Given the drastic austerity measures that the European Union and the Greek government are currently imposing on the population, things are more likely to get worse than improve.

The high number of refugees and asylum seekers who try to get into Europe via Greece is a consequence of the strict isolationist policy of the EU. For those seeking protection escaping from Afghanistan, Iraq, Iran and Somalia, the route via Turkey to Greece is one of the only chances to come to Europe.

Since the sea-lanes of the Aegean are now largely sealed off, the number of attempted entries by the land border between Greece and Turkey in the Evros region has increased significantly. According to police, so far this year some 34,000 refugees and migrants have already been apprehended and detained; in 2009, it was only 9,000.

Even refugees able to continue their journey to Italy or Germany are usually immediately returned to Greece. In 2003, the EU adopted the Dublin II agreement requiring that the acceptance of a refugee and the asylum process had to be conducted in the EU country that was entered first.

In Germany, the Christian Democrats, Social Democrats and Free Democrats all agreed to enshrine the so-called “Safe Third State” regulations in the constitution in 1993. These specified that a refugee arriving via a “safe third country” could not apply for political asylum in Germany. Given that Greece, like all other EU members, was categorised as a “safe third country”, refugees who arrived via Greece were immediately deported back there. As a result, the number of asylum applications in Germany plummeted from a record of 440,000 in 1992 to 28,000 in 2009, while it has risen sharply in Greece and other countries on the southern EU border.

The catastrophic conditions in Greece meant that in more than 300 cases the deportation of refugees to there from Germany was halted, at least temporarily, by lawsuits before the administrative courts. The Supreme Court will soon be dealing with the question whether asylum seekers may be deported to other EU countries without any test of their circumstances.

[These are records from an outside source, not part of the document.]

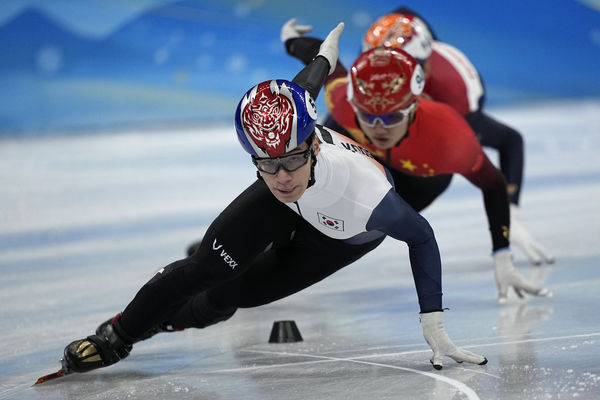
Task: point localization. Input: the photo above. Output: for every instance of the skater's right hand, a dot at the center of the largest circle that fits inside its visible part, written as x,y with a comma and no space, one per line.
290,30
329,47
507,276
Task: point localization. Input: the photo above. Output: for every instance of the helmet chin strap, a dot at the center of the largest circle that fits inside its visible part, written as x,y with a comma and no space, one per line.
312,181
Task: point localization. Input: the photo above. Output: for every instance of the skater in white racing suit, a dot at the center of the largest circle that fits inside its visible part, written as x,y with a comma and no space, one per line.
321,203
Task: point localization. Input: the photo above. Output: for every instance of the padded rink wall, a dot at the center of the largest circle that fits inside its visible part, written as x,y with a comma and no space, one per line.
100,65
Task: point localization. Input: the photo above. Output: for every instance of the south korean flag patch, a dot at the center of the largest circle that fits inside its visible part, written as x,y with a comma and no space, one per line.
331,223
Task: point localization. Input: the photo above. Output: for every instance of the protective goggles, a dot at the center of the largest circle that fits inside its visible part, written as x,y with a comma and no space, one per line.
289,162
388,120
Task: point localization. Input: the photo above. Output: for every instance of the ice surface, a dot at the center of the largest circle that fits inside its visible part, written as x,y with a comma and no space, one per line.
85,221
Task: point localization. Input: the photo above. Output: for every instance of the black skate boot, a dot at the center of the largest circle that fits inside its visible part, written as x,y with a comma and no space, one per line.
164,327
104,348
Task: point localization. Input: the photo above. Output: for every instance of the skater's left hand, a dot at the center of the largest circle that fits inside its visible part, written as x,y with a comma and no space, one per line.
440,343
536,253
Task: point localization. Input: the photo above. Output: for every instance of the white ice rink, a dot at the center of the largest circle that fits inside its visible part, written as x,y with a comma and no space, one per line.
86,220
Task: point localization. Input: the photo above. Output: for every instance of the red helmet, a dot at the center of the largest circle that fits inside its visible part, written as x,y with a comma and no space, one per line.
384,80
400,31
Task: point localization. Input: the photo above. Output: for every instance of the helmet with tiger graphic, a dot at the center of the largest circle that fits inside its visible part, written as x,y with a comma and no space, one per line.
274,117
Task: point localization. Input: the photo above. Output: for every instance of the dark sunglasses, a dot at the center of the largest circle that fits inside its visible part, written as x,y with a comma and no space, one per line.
289,162
388,120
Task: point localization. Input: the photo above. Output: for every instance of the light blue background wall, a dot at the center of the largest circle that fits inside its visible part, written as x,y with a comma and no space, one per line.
72,66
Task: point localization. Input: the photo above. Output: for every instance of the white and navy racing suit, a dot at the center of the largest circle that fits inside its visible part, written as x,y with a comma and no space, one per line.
259,250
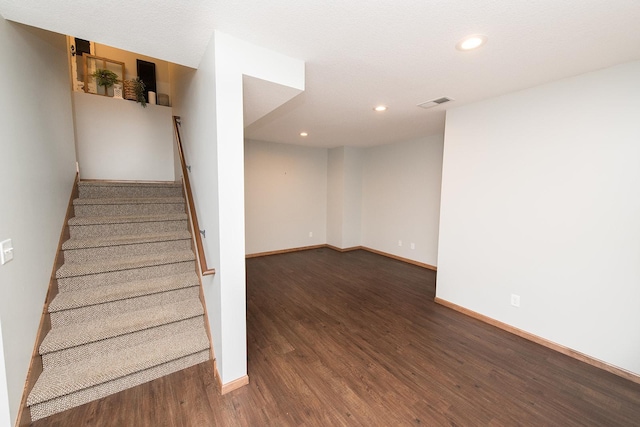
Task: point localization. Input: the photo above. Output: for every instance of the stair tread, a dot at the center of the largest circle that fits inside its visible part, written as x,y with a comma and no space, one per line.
63,380
123,219
99,242
104,328
128,184
128,200
109,293
119,264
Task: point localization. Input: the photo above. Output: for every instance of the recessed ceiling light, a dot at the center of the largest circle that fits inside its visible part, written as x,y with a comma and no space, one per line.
471,42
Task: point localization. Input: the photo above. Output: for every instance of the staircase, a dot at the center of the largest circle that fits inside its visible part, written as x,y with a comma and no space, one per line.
128,309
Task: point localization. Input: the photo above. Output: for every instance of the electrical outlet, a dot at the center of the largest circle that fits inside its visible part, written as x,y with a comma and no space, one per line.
515,300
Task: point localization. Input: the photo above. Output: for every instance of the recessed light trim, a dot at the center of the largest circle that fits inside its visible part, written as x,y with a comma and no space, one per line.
471,42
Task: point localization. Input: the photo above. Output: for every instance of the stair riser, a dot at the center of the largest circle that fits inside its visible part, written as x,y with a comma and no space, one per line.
135,228
133,209
77,354
72,400
123,251
105,311
101,279
110,191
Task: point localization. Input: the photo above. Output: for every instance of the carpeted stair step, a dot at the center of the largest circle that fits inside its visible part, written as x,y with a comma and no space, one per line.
84,333
119,264
96,226
128,306
79,353
109,293
74,276
97,189
116,308
68,386
113,277
128,206
93,248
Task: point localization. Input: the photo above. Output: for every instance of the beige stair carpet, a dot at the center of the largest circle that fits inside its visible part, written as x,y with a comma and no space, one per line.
128,309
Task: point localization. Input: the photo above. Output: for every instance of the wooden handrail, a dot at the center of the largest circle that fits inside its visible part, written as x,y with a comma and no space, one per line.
192,209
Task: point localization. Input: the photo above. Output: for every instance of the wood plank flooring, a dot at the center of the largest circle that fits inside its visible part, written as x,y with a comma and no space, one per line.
350,339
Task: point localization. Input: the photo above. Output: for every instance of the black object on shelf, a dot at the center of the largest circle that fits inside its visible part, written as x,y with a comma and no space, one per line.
147,73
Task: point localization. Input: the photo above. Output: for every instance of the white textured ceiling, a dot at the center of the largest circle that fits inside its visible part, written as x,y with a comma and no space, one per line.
360,53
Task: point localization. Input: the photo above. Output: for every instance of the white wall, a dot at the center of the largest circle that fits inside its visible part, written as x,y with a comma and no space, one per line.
209,101
352,197
38,168
335,196
344,199
401,195
118,139
285,196
5,418
540,199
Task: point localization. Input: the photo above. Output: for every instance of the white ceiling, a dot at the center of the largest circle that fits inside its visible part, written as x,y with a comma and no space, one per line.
361,53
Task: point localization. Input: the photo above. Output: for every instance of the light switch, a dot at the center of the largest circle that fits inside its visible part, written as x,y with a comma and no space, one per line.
6,251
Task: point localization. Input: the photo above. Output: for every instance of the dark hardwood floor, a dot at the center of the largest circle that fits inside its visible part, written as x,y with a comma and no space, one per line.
356,339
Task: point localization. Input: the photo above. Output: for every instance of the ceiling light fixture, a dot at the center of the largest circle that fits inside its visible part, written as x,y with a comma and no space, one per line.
471,42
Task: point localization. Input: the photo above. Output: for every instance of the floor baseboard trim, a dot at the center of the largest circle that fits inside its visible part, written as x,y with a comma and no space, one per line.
284,251
232,385
349,249
123,181
352,248
543,342
399,258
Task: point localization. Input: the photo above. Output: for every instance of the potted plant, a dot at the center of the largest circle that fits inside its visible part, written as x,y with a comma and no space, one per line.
134,90
106,78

The German government has responded by tightening up the hurdles faced by refugees at the EU’s external borders. It has sent officials from the German Federal Police to the Greek-Turkish border as part of the Frontex operation. The Frontex agency, funded by the EU, seals off Europe’s external borders. Until now its main area of operation has been the Mediterranean, where it directs the various national forces in coastal surveillance to stop the arrival of refugee boats. Since November, Frontex forces also have been helping to monitor the Turkish-Greek border at the river Evros in order to close off the overland route to refugees.